Scientists from Nanyang Technological University, Singapore (NTU Singapore) have made a breakthrough in the development of smart contact lenses by creating a flexible battery as thin as a human cornea. This battery can store electricity when immersed in a saline solution and has the potential to power smart contact lenses in the future.

Smart contact lenses are advanced lenses that can display visible information on our corneas and have various applications such as vision correction, health monitoring, and disease detection and treatment. In the future, they could even record and transmit everything a wearer sees and hears to cloud-based data storage. However, to achieve this potential, a safe and suitable battery is needed to power these lenses.

Existing rechargeable batteries use wires or induction coils that contain metal, making them unsuitable for use in the human eye as they are uncomfortable and pose risks to the user. The NTU-developed battery, on the other hand, is made of biocompatible materials and does not contain wires or toxic heavy metals found in conventional batteries.

The battery has a glucose-based coating that reacts with sodium and chloride ions in the surrounding saline solution, while the water inside the battery serves as the “wire” or “circuitry” for generating electricity. It can also be powered by human tears, which contain sodium and potassium ions at a lower concentration. In tests using a simulated tear solution, the battery’s life was extended by an additional hour for every twelve-hour wearing cycle.

Associate Professor Lee Seok Woo, who led the study, explained that their research aimed to explore whether contact lens batteries could be recharged with tears. The team developed a unique combination of enzymatic reaction and self-reduction reaction to charge both electrodes of the battery. This approach relies on glucose and water to generate electricity, making it safe for humans and less harmful to the environment compared to conventional batteries.

Dr Yun Jeonghun, a research fellow from NTU, highlighted that the battery eliminates the potential concerns of metal electrodes or induction charging, which can be harmful to the human eye. It also frees up space for further innovation in smart contact lens development.

The significance of this work was acknowledged by Associate Professor Murukeshan Vadakke Matham from NTU’s School of Mechanical & Aerospace Engineering, who specializes in biomedical and nanoscale optics. He emphasized that the battery’s compatibility with human usage, its thinness, and absence of heavy metals make it a valuable contribution to the smart contact lens industry.

The research team has filed for a patent through NTUitive, NTU’s innovation and enterprise company, and is working towards commercializing their invention. The findings were published in the scientific journal Nano Energy in June.

The team demonstrated their invention using a simulated human eye. The battery, which is about 0.5 millimeters thin, generates electrical power by reacting with basal tears. The glucose oxidase coating on the battery reacts with sodium and chloride ions in the tears, producing power and current within the contact lenses.
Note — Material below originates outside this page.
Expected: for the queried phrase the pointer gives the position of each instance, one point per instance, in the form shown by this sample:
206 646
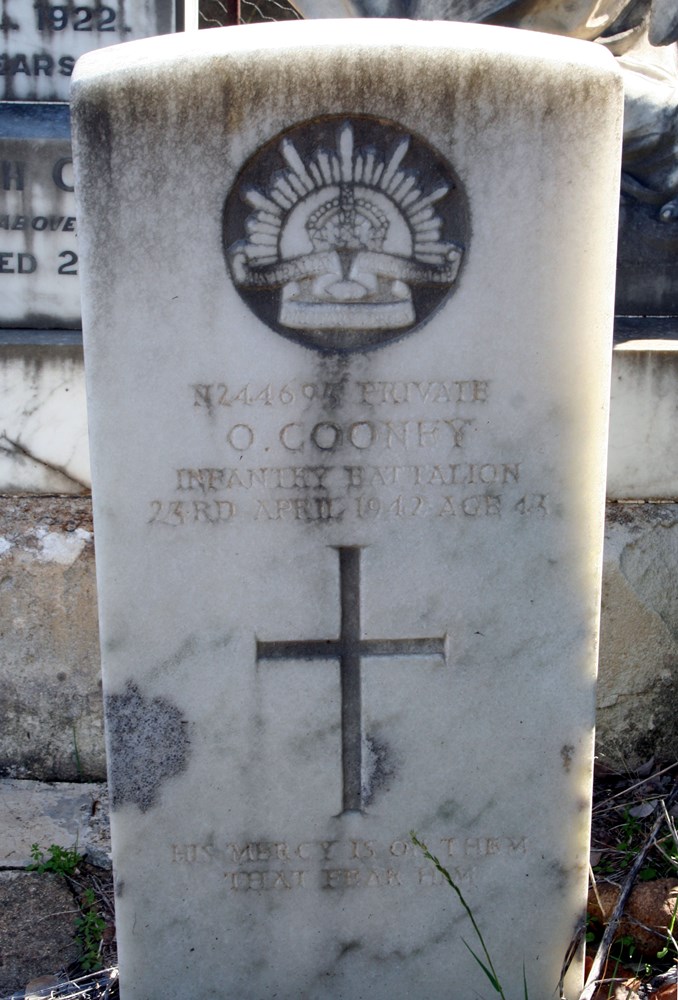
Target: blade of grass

Laboratory tests showed that the battery could be charged and discharged up to 200 times, while typical lithium-ion batteries have a lifespan of 300 to 500 charging cycles. The team recommends placing the battery in a high-glucose solution for at least eight hours to charge while the user is asleep.

Miss Li Zongkang, a PhD student from NTU, explained that combining the battery and biofuel cell into a single component allows the battery to charge itself without the need for additional space. The electrodes placed on the outer side of the contact lens ensure that vision is not obstructed.

The NTU team will continue their research to improve the amount of electrical current the battery can discharge. They will also collaborate with contact lens companies to implement their technology.

Overall, this breakthrough in flexible battery technology brings us one step closer to realizing the full potential of smart contact lenses in the future.